Which investment involves lower risk: Putting your money in one company? Or buying shares in an S&P 500 index fund? MORE We Never Saw Ray Rice Video Before Today, NFL Says NBC News Another Royal Baby! William and Kate Expecting Second Child NBC News NBC News Flashback: When Wall Street Greed Was Good NBC News The Question We've Always Wanted To Ask Flight Attendants, Answered Huffington Post Dogs Prefer Petting Way More Than You Thought Huffington Post Nearly all financial advisers and many clients know that the index fund is much more diversified and therefore has less risk.


Yet it is easy for clients to forget this basic fact when the chance to invest in a particular company presents itself. Most of the time, I convince clients to pass on individual company investments. Occasionally, we agree that a small investment is acceptable.

And sometimes a client will choose, despite the risks, to invest more in a small company than I would recommend. Why does this happen? Why Clients are Tempted to Invest in Private Companies I see a few reasons why concentrated investments in private companies may tempt clients — even those who fully understand the importance of diversification. A personal connection is powerful. If you believe someone to be a good person overall, you’re more likely to trust him and assume that he’ll make a successful business partner too.

While viscerally reassuring, this familiarity may make investors overconfident in a company’s prospects. Even with good intentions, skill, and an attractive market, unforeseen problems can still ruin individual company investments. Clients can also get a skewed perception of the success rate of individual-company investing for the same reason that it seems like your Facebook friends are always on vacation or eating great meals: It’s fun to talk about your winners.

You can see this tendency on display in the TV show Shark Tank. After a wealthy “shark” invests in a company, the producers provide updates that highlight the successes but don’t mention the failures. Financial advisers can sometimes share the blame for clients’ interest in individual company investing. We know that it’s important to focus on the big things in clients’ lives, such as how much they save and their overall asset allocation.

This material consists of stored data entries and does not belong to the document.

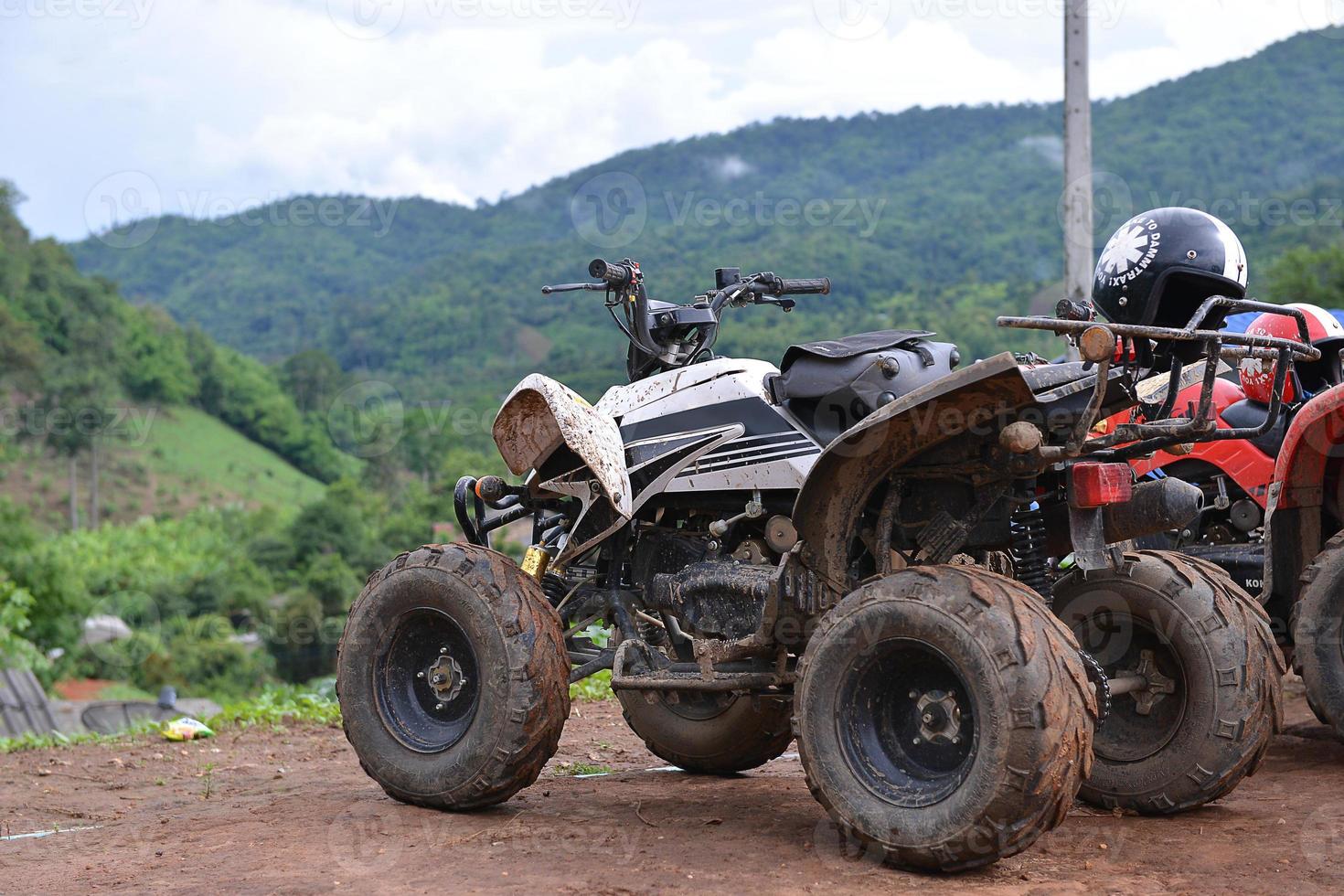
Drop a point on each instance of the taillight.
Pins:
(1101, 484)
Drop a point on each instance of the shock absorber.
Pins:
(1029, 546)
(554, 587)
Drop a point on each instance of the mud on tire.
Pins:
(1218, 695)
(1318, 635)
(1014, 741)
(453, 677)
(711, 733)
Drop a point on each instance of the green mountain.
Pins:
(934, 217)
(140, 414)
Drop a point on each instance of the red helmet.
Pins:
(1326, 334)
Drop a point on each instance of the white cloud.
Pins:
(230, 103)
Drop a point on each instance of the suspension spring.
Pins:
(1029, 549)
(554, 587)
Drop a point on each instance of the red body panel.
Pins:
(1315, 438)
(1246, 465)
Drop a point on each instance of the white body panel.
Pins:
(772, 453)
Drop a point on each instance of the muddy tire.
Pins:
(1215, 693)
(944, 718)
(453, 677)
(1318, 635)
(711, 733)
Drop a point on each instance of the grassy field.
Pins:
(168, 461)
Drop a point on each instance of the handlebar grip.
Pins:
(820, 286)
(612, 272)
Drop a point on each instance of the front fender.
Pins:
(1312, 443)
(844, 475)
(1296, 527)
(540, 415)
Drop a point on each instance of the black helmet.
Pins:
(1161, 265)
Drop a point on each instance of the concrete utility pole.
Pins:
(1078, 197)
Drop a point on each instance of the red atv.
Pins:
(1275, 500)
(1304, 551)
(1235, 475)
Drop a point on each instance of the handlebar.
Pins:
(780, 286)
(612, 272)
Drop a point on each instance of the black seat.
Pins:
(832, 384)
(1044, 378)
(1247, 414)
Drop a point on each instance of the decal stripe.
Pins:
(754, 461)
(734, 452)
(752, 412)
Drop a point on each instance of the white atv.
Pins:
(852, 549)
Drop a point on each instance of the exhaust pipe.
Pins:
(1156, 507)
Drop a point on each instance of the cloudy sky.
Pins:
(120, 108)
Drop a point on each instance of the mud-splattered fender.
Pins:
(540, 415)
(859, 460)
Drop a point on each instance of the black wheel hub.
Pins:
(426, 680)
(907, 723)
(1144, 719)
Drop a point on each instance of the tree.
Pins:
(1313, 275)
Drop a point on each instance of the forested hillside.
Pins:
(940, 217)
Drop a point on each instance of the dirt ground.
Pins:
(291, 812)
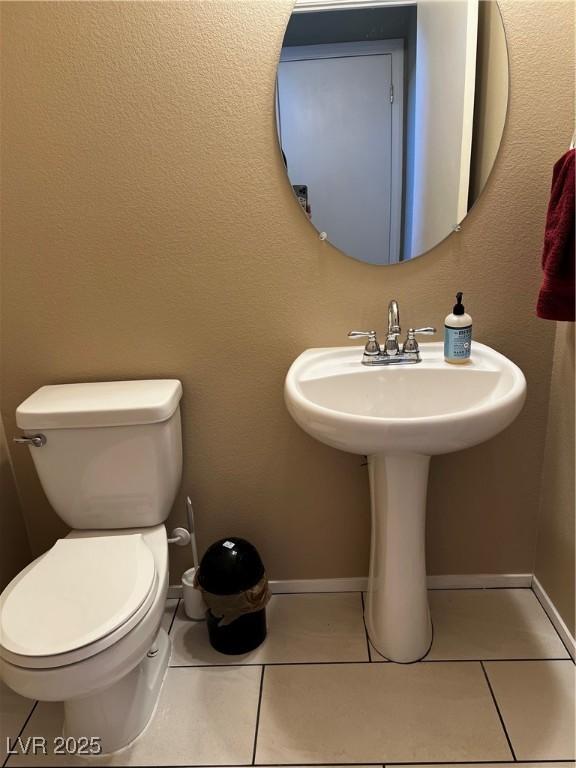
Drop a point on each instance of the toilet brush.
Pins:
(193, 603)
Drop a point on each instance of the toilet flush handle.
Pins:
(37, 441)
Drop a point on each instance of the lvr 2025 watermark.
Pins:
(59, 745)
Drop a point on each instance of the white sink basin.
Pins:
(431, 407)
(399, 416)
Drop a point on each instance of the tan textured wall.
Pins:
(149, 230)
(14, 547)
(555, 549)
(491, 95)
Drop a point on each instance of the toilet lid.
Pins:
(81, 591)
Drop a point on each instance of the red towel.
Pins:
(556, 298)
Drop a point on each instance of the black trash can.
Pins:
(235, 589)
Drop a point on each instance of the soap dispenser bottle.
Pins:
(457, 334)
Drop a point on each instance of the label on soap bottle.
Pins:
(457, 342)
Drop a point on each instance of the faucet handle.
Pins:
(411, 345)
(372, 347)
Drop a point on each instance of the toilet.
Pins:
(82, 623)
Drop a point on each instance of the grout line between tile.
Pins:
(553, 626)
(361, 661)
(555, 762)
(21, 731)
(498, 710)
(258, 715)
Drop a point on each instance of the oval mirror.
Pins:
(389, 117)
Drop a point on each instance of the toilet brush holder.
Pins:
(194, 606)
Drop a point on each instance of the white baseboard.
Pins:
(554, 617)
(360, 583)
(480, 581)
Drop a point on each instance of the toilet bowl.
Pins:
(82, 623)
(109, 684)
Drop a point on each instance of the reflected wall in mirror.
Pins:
(389, 117)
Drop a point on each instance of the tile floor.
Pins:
(497, 687)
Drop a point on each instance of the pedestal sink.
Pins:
(400, 416)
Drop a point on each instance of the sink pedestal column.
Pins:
(397, 614)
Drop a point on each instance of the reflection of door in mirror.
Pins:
(340, 115)
(391, 173)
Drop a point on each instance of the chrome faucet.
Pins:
(390, 353)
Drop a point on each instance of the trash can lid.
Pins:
(230, 566)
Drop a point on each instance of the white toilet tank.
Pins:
(113, 451)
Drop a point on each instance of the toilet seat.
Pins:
(79, 598)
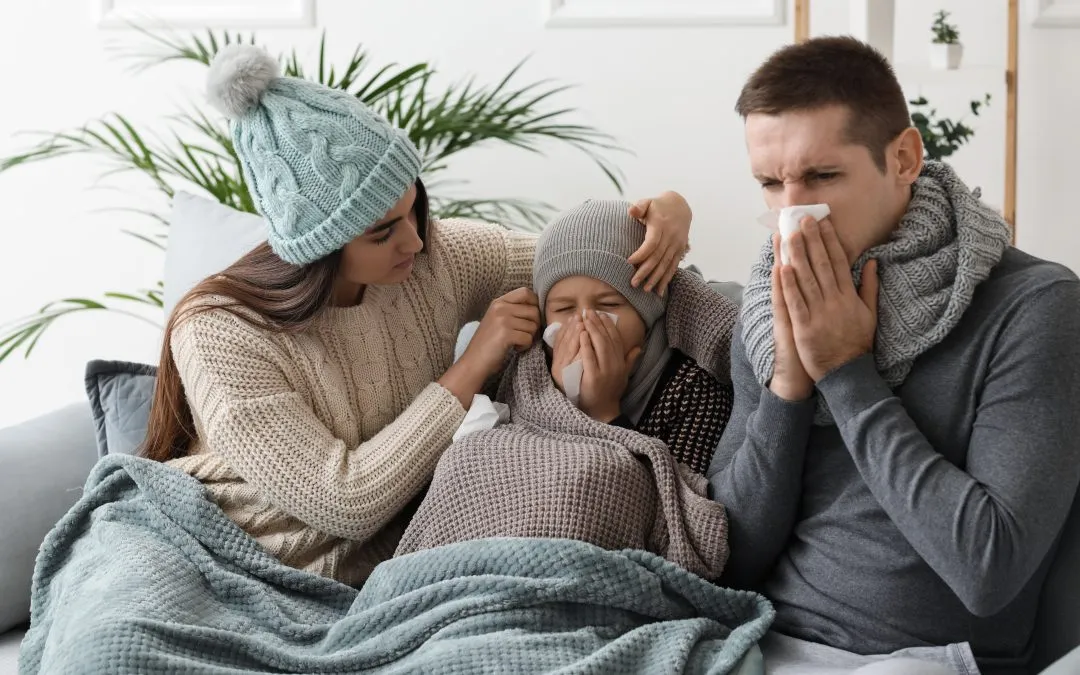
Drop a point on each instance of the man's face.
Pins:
(805, 158)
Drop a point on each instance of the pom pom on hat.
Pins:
(239, 76)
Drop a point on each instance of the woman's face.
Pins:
(385, 254)
(569, 296)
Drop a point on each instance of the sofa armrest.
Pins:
(43, 466)
(1069, 664)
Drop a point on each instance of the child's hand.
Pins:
(606, 365)
(567, 347)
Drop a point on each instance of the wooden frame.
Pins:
(802, 32)
(220, 14)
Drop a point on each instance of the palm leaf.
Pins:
(26, 332)
(522, 214)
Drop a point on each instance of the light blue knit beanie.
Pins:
(321, 165)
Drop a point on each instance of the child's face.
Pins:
(569, 296)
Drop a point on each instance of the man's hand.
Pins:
(606, 365)
(666, 221)
(790, 379)
(833, 323)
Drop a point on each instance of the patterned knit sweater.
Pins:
(301, 435)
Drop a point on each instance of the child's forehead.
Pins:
(579, 285)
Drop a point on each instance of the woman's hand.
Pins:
(567, 349)
(606, 365)
(666, 221)
(510, 323)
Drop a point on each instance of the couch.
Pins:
(44, 462)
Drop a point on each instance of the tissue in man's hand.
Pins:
(572, 373)
(788, 224)
(483, 415)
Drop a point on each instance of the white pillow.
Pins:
(204, 238)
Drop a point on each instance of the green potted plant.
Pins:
(197, 153)
(945, 50)
(942, 136)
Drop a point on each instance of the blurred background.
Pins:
(650, 86)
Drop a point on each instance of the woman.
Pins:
(617, 459)
(310, 386)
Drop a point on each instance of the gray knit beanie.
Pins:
(595, 239)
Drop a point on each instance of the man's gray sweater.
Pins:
(929, 514)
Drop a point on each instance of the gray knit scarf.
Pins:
(946, 244)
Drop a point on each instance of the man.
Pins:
(904, 450)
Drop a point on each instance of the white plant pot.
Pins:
(945, 56)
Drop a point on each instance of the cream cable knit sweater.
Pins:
(315, 443)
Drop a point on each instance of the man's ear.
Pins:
(908, 153)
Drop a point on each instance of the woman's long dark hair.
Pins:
(285, 298)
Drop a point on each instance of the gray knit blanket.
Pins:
(146, 575)
(946, 244)
(553, 472)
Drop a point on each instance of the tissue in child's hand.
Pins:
(788, 223)
(572, 373)
(483, 415)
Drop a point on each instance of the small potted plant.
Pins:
(945, 51)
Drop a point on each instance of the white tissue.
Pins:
(788, 223)
(483, 415)
(572, 373)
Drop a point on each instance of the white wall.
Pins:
(665, 93)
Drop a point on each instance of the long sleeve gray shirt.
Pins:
(929, 514)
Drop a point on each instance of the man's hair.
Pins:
(832, 71)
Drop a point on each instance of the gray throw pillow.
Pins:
(120, 395)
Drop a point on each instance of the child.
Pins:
(606, 460)
(613, 335)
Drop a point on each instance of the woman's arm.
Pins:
(238, 382)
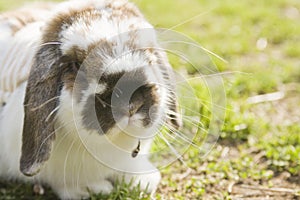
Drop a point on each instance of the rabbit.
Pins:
(84, 88)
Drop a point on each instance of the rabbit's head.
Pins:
(102, 65)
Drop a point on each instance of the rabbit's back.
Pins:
(20, 34)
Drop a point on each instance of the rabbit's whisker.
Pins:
(44, 104)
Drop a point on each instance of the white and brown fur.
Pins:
(56, 68)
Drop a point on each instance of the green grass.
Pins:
(259, 144)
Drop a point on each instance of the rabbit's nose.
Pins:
(134, 107)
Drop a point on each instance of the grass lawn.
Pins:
(257, 155)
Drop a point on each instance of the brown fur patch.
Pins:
(64, 20)
(20, 18)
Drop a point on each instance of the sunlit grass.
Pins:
(260, 41)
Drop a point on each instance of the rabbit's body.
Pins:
(81, 159)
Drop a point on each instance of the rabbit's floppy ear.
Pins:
(41, 100)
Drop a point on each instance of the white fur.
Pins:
(81, 160)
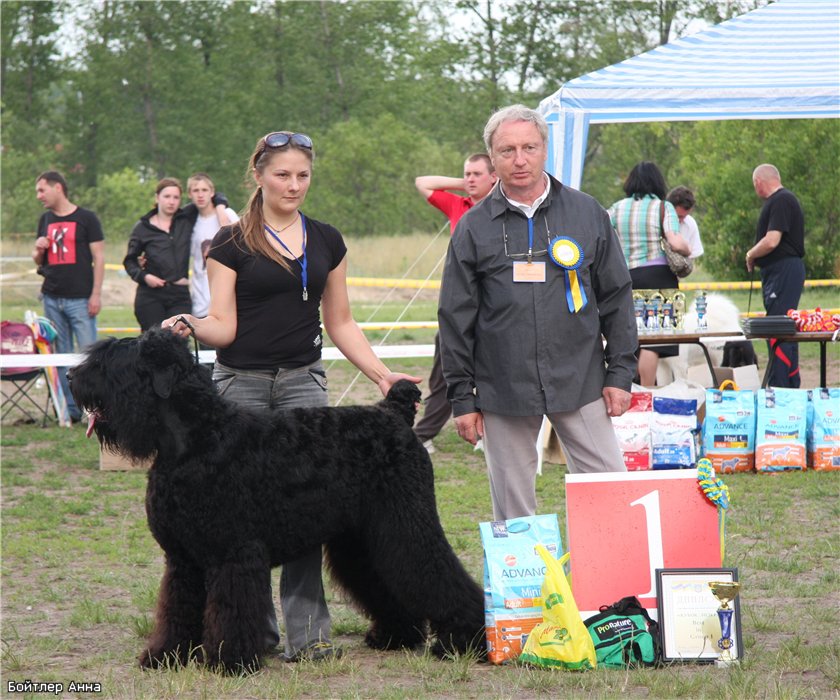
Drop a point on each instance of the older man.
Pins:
(778, 252)
(534, 277)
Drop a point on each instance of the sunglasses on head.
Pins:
(278, 139)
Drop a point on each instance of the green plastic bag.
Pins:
(561, 640)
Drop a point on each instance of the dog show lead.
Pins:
(272, 276)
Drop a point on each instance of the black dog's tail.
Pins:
(403, 399)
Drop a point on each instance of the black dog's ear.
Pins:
(163, 379)
(164, 354)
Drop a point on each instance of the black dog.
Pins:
(738, 353)
(233, 493)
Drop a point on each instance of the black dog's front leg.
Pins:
(238, 608)
(178, 619)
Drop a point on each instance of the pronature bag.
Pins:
(729, 430)
(624, 635)
(781, 423)
(632, 428)
(513, 577)
(823, 429)
(673, 426)
(561, 639)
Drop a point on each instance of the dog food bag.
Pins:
(513, 577)
(673, 427)
(632, 429)
(729, 430)
(781, 422)
(823, 429)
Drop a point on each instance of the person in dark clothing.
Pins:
(70, 254)
(778, 251)
(273, 275)
(162, 237)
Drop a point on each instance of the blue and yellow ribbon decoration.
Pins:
(567, 253)
(717, 492)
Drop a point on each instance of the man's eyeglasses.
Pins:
(532, 254)
(278, 139)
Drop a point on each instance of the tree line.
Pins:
(117, 94)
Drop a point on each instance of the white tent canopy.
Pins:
(781, 61)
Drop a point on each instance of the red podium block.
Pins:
(621, 527)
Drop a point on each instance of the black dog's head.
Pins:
(122, 383)
(403, 398)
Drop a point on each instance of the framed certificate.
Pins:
(688, 618)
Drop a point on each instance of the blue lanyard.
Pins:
(530, 237)
(302, 259)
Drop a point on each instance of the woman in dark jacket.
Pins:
(162, 238)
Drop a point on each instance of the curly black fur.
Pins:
(233, 493)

As a result, we spend so much time talking about markets in the abstract that we sometimes forget to emphasize that markets and indices are composites of many individual companies. We talk about the forest, but clients don’t see any of the trees. Refocusing on a Diversified Portfolio

 If people are inclined to believe that the market as a whole is overvalued, it can be hard to convince them to invest broadly without telling a good story, with identifiable characters. Even if you allocate to broad index funds, that doesn’t mean there’s no story to discuss. Individual companies like Apple, Exxon or Procter & Gamble are large components of the S&P 500 that can easily make the investing story relatable for clients.

While one company’s impact on a portfolio is likely negligible, discussing it in more detail can improve clients’ understanding of their investments and remove the false impression that private companies are the only ones that prosper. If a client is insistent on a more concentrated portfolio, adding a small stake in a private equity fund might be an attractive alternative to directly investing in a private company.

Although these funds are riskier than mutual funds, they still incorporate professional management and some diversification. If a client wants to pursue individual company investments because they’ve gotten wrapped up in a compelling story, remind them that the most interesting investing stories can often result in expensive lessons.

Discuss the specific investment’s risks, mention the biases that may be influencing their behavior, and — if all else fails — consider telling a better story.